As @nirrozenbaum mentioned, regardless of what we say here, any substantial change to the status-path flow should be followed with a set of high scale tests, otherwise it would not be right to claim the same scalability as the system underwent iterations of improvements and compactions to achieve a very efficient and compact data flow.

  1. The first major issue in the proposition is synchronous reading from Kafka:

    • Since the conflation-logic is a consumer of the transport through go-channels, it means that synchronous reading from Kafka would propagate all the way to the conflators, unless you decouple them with a middle-layer of conflation, which is a recursive problem.
    • Regardless, at high scale, it is against best practices to go for synchronous, please keep in mind that the demand here is of 100k+ managed clusters, and the natural next step is to go for 1M+ and so on - and the current design supports more than 1M+.
  2. Cloud-events: if it is beyond structuring a message, keep the following in mind:

    1. Delta messages: while the tests showed that the system can still manage extreme scales without the delta-messaging mechanism, the bandwidth required is considerably larger.
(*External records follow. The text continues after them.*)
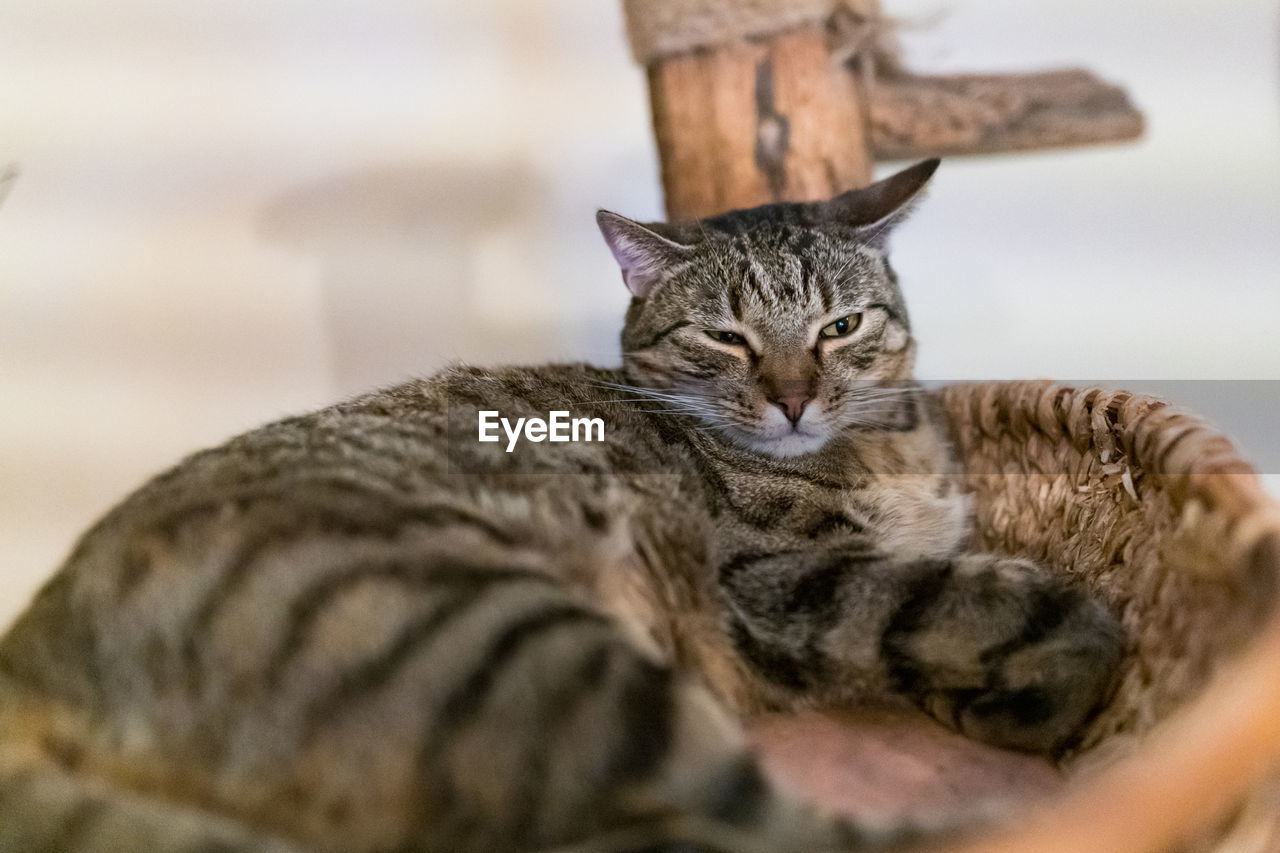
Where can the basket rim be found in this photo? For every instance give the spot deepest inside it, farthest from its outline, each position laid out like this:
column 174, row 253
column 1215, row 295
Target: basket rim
column 1210, row 753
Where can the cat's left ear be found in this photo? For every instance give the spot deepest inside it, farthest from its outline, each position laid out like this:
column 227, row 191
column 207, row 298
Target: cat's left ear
column 641, row 252
column 876, row 209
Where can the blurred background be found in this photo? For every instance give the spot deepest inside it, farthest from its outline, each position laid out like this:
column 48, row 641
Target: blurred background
column 228, row 211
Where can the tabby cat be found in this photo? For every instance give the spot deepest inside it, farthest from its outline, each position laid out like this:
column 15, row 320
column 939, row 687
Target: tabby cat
column 365, row 629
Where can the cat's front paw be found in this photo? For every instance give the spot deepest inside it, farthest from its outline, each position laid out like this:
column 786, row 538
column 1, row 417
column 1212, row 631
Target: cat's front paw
column 1005, row 653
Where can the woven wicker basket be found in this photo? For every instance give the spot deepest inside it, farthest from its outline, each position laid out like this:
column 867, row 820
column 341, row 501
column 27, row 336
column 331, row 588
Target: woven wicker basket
column 1155, row 511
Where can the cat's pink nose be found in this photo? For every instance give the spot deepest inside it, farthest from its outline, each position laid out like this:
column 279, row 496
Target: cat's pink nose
column 792, row 406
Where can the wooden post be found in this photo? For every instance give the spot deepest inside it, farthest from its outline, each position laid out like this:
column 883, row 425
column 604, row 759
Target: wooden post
column 759, row 121
column 758, row 101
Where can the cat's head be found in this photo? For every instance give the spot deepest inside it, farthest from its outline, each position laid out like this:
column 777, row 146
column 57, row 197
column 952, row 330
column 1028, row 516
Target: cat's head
column 777, row 327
Therefore delta-messages should not be dropped.
    2. Message fragmentation: with the Kafka message size limit being 1MB, the transport layer manages fragmentation transparently, while satisfying one of the major assumptions of messages committed are certainly processed (or irrelevant) - as compactly as possible.
      • This means, on the same Kafka partition, there can be multiple open streams of fragmented messages, and their offsets are changed such that if two or more streams intersect, committing one when complete then crashing does not cause loss of fragments of the rest of the intersected streams.

The above are the tips of each point, if requested, I can dive into reasoning and more details.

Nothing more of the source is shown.